La Cúpula, 2011. 122 páginas. Uno no se imagina al creador de la serie Odio sobre un joven sin ninguna ambición en la vida siendo alguien implicado en la vida política de su país, pero así es. Peter Bagge, por salirse de los cánones, es del partido libertario, uno de los pocos ajenos a la dicotomía Republicanos/Demócratas que tiene alguna representación. Me lo habían vendido como polémico e incendiario, defensa de causas impopulares, pero es más bien todo lo contrario, la visión de alguien que piensa por sí mismo sobre diferentes situaciones que, en general por motivos partidistas, suelen resultar ineficaces y costosas para el erario público. Algo que aquí conocemos muy bien. Me ha resultado curiosa la página que hace al visitar el salón del cómic en Barcelona, se sorprende de que se vendan revistas pornográficas en los quioscos, que la gente fume porros con relativa tranquilidad y que en una de las paredes del salón se pudieran ver dibujos obscenos. La mitad de los temas tratados no resultarán de interés a nadie que no viva en Estados Unidos, pero sirve para ver que en todas partes cuecen habas. Recomendable.
La Cúpula, 2010. 110 páginas. Una bailarina recibe una curiosa proposición de una joven, seguirla para que sea protagonista de su libro. Acepta y comenzará el periplo de una noche en la que aparecerán antiguos novios, su padre, fiestas en lugares insospechados, inundaciones, misteriosos sectarios y un largo etcétera de situaciones increíbles. En la contraportada del libro se afirma con vehemencia que los hechos son reales, pero la historia sigue claramente la lógica extraña de un sueño, donde al atravesar una puerta puedes encontrarte perfectamente en una fiesta y no sorprenderte por eso. El dibujo es maravilloso y la historia, fascinante. Se añade un epílogo con las mismas protagonistas en unas circunstancias completamente diferentes. Un cómic original y muy bueno. Recomendable.

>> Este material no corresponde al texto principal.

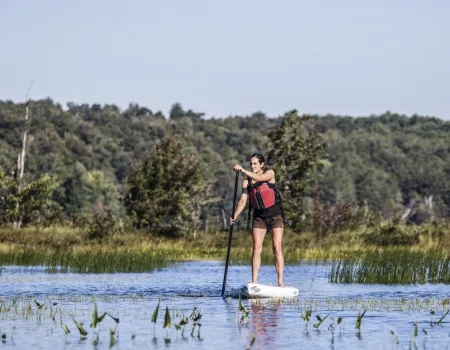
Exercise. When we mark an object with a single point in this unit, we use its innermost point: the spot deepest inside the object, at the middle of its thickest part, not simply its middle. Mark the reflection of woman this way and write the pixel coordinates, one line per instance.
(268, 214)
(265, 321)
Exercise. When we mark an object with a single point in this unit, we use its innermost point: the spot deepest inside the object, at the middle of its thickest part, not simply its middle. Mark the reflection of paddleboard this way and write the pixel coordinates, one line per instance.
(256, 290)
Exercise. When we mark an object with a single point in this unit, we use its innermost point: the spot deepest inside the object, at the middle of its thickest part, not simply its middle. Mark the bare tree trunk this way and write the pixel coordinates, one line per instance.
(21, 160)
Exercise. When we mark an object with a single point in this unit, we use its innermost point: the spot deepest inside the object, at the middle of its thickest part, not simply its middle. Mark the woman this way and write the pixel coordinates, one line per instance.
(259, 185)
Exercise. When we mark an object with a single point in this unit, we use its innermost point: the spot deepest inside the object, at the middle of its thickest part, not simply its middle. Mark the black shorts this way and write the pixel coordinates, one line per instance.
(269, 223)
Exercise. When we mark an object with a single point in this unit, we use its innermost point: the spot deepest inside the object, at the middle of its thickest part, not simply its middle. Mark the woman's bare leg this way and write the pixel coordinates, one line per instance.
(277, 239)
(258, 238)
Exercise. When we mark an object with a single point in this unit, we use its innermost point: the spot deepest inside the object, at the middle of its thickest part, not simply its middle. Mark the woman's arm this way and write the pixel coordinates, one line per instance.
(242, 202)
(267, 176)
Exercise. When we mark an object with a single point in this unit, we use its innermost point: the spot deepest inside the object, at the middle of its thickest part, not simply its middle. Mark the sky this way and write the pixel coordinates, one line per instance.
(356, 58)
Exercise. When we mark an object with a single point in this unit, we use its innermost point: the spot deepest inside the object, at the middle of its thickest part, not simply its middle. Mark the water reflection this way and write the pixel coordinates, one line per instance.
(266, 321)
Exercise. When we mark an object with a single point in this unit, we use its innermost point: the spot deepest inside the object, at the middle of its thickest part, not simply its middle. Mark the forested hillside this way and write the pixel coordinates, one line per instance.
(388, 163)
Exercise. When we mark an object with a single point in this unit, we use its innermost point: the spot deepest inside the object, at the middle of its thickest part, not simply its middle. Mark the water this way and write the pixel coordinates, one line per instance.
(132, 297)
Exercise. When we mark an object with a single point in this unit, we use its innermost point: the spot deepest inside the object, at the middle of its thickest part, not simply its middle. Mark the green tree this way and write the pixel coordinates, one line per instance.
(31, 203)
(296, 152)
(169, 189)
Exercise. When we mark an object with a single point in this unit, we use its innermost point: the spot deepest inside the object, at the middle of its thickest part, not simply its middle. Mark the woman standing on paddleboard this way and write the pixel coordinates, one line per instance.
(259, 186)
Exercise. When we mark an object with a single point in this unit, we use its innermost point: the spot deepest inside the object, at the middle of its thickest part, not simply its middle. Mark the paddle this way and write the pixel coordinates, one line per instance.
(230, 235)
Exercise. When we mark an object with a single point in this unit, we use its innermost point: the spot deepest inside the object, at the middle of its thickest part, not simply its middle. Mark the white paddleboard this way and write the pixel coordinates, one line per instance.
(256, 290)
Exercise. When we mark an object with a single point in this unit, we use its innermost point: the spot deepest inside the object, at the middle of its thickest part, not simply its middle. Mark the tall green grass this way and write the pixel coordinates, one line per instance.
(392, 265)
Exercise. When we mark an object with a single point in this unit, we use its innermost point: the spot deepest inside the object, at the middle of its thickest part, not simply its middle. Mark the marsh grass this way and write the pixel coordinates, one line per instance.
(61, 249)
(392, 265)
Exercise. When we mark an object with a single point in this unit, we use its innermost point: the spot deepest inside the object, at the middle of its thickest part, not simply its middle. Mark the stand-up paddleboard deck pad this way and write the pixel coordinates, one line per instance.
(256, 290)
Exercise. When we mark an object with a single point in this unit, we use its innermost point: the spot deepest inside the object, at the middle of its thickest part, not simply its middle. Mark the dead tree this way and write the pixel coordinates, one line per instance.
(21, 158)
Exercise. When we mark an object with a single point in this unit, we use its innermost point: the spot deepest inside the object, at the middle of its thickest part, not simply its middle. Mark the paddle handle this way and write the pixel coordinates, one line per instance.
(230, 235)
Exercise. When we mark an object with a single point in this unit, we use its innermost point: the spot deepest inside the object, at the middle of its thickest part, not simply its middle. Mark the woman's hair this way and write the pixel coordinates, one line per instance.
(259, 156)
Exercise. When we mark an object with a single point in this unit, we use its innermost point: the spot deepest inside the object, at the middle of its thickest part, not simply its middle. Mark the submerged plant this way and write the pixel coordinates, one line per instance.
(320, 319)
(154, 318)
(359, 319)
(195, 317)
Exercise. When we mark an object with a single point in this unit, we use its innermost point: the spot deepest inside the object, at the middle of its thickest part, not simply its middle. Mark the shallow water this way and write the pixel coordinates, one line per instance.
(132, 297)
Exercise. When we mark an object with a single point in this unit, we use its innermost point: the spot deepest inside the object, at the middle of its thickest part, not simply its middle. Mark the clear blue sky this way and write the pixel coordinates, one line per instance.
(356, 57)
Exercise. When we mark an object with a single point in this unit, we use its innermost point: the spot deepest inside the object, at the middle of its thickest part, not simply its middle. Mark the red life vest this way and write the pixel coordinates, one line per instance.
(263, 195)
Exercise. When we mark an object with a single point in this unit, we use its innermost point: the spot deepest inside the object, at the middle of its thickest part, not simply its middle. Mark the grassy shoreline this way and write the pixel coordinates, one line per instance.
(61, 249)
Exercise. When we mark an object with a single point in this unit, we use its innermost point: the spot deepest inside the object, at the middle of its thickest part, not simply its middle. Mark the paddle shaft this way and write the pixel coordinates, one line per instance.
(230, 235)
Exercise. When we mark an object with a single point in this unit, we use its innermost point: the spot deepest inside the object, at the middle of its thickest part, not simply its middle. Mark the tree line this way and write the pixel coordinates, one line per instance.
(174, 173)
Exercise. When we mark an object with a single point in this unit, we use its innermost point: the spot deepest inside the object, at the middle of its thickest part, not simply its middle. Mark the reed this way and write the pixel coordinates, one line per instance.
(392, 265)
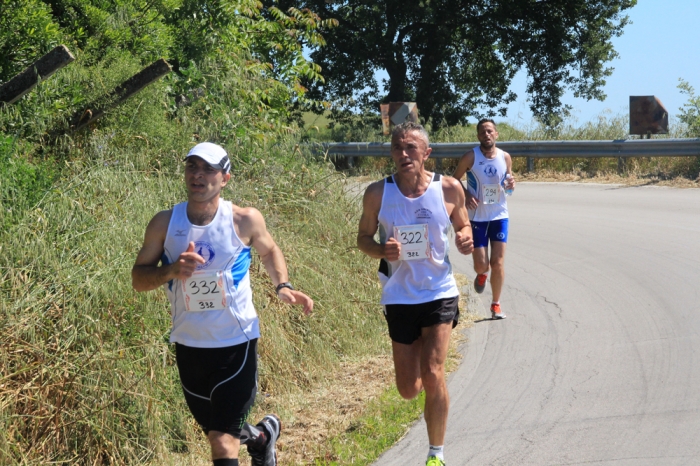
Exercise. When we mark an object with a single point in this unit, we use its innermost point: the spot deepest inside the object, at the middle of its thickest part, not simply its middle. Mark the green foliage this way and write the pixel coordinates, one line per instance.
(690, 113)
(383, 423)
(27, 31)
(88, 375)
(457, 58)
(23, 182)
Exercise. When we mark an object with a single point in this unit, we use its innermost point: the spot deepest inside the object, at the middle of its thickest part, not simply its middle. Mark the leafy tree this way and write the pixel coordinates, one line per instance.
(690, 112)
(456, 58)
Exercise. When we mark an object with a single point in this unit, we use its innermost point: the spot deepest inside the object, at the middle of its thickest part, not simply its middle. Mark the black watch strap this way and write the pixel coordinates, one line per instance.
(283, 285)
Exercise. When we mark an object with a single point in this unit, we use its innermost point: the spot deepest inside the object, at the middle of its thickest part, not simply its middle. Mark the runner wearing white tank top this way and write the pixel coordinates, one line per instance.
(489, 173)
(412, 211)
(199, 251)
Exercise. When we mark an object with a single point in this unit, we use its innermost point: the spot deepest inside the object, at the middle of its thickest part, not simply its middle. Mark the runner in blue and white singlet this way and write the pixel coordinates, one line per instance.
(489, 173)
(484, 182)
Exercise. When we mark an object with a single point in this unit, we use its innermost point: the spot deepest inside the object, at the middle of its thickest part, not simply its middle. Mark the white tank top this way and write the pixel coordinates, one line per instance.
(422, 280)
(484, 181)
(221, 284)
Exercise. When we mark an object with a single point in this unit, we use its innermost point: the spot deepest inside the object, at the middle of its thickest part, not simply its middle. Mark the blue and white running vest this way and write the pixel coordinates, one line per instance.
(487, 173)
(424, 280)
(213, 308)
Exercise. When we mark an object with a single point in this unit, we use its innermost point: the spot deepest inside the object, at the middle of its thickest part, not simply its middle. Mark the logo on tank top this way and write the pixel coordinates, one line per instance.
(205, 250)
(424, 213)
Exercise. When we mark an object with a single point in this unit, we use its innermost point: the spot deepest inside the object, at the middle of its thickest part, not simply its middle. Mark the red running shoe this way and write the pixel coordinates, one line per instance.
(480, 282)
(496, 312)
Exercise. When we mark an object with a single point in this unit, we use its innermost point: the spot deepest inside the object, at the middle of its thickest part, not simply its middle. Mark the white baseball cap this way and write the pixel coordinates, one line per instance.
(213, 154)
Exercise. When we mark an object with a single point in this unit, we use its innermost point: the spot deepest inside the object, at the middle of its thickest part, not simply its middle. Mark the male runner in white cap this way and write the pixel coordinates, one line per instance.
(199, 252)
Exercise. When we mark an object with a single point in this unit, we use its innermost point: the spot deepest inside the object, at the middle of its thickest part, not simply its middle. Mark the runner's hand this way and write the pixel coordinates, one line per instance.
(464, 243)
(392, 250)
(290, 296)
(187, 263)
(470, 201)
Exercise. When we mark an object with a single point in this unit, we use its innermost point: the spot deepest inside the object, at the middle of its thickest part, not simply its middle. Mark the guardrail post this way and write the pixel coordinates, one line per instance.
(122, 92)
(44, 67)
(621, 165)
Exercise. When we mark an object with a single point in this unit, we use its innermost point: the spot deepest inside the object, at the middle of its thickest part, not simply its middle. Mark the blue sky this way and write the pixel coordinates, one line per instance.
(660, 46)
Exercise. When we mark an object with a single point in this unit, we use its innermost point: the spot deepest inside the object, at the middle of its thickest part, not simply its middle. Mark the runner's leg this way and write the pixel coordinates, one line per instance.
(407, 368)
(436, 340)
(498, 274)
(481, 260)
(223, 445)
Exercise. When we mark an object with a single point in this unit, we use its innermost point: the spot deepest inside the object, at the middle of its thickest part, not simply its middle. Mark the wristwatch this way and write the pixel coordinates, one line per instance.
(283, 285)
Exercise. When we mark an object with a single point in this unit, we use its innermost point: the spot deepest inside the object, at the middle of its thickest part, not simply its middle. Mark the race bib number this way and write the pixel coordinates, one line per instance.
(415, 243)
(204, 291)
(491, 193)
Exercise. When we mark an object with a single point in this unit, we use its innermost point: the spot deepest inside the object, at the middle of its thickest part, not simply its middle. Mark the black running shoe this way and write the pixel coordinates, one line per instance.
(267, 456)
(480, 282)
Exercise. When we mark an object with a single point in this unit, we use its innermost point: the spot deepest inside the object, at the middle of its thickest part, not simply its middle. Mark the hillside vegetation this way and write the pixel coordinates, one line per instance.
(86, 372)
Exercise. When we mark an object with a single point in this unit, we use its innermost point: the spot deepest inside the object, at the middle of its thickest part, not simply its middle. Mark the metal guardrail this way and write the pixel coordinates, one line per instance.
(537, 149)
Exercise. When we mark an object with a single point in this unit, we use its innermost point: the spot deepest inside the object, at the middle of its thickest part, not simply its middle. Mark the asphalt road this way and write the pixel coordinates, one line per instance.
(598, 361)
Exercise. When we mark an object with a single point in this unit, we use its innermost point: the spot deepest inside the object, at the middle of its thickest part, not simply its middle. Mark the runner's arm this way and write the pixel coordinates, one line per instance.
(464, 165)
(369, 222)
(146, 274)
(509, 170)
(454, 198)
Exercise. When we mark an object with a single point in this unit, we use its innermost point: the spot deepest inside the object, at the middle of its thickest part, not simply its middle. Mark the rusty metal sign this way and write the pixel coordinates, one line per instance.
(647, 115)
(395, 113)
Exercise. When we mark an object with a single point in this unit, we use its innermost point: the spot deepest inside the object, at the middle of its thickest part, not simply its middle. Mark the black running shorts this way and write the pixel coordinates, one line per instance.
(406, 320)
(219, 384)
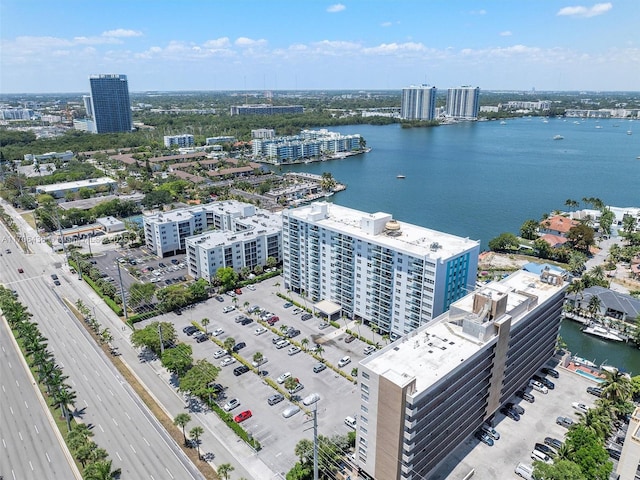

La Cúpula, 2008. 106 páginas. Trad. Ana Bejarano. El protagonista trabaja en la pizzería Kamikaze, en el lugar -tan parecido a la tierra- donde van las almas de los suicidas. Allí pasan los días grises, igual que cuando estaban vivos, sólo que con algunas cicatrices. La noticia de que su novia se ha suicidado y que tiene que estar en algún lugar de ese extraño mundo le llevará a una esperanzada búsqueda. Basada en un relato de Etgar Keret, del que voy a buscar su libro de cuentos ya mismo, escapa de tópicos y construye una historia de esperanzas tenues como la niebla, fiel reflejo de una existencia en tonos grises. Muy bueno.
La Cúpula, 2017. 208 páginas. Dos historias paralelas que se leen desde los dos puntos de entrada del cómic, y que se juntan en el combate final. En una esquina, Rafa, de origen humilde que logra triunfar en el cuadrilátero a base de sacrificio pero que acabará en la cárcel. En la esquina opuesta Héctor, hijo de una estrella del atletismo que escoge el boxeo para escapar de su padre y porque tiene talento. El guión es ágil como el juego de piernas de los protagonistas, pero en mi opinión con demasiados tópicos (el padre controlador, el boxeador impulsivo, el entrenador sabio…). Pero combinados con un dibujo magnífico, de rojo abundante y trazos poderosos te golpea como un buen jab de derecha. Una buena reseña aquí: El boxeador. Excelente.
La Cúpula, 2010. 220 páginas. Impresionante historia de dos hermanos adolescentes aquejados de esquizofrenia y como van lidiando con ello. Él ve a un pequeño mago que le ordena dibujar. Ella está obsesionada con los insectos y escucha a un sapo que le dice que es la líder. Ya su abuela enfrentó problemas parecidos. El dibujo es asfixiante por momentos; es una obra que tiene todo el sentido en el ámbito gráfico, aprovecha el potencial del dibujo para mostrarnos la visión distorsionada de la realidad que tienen los protagonistas. Turbador.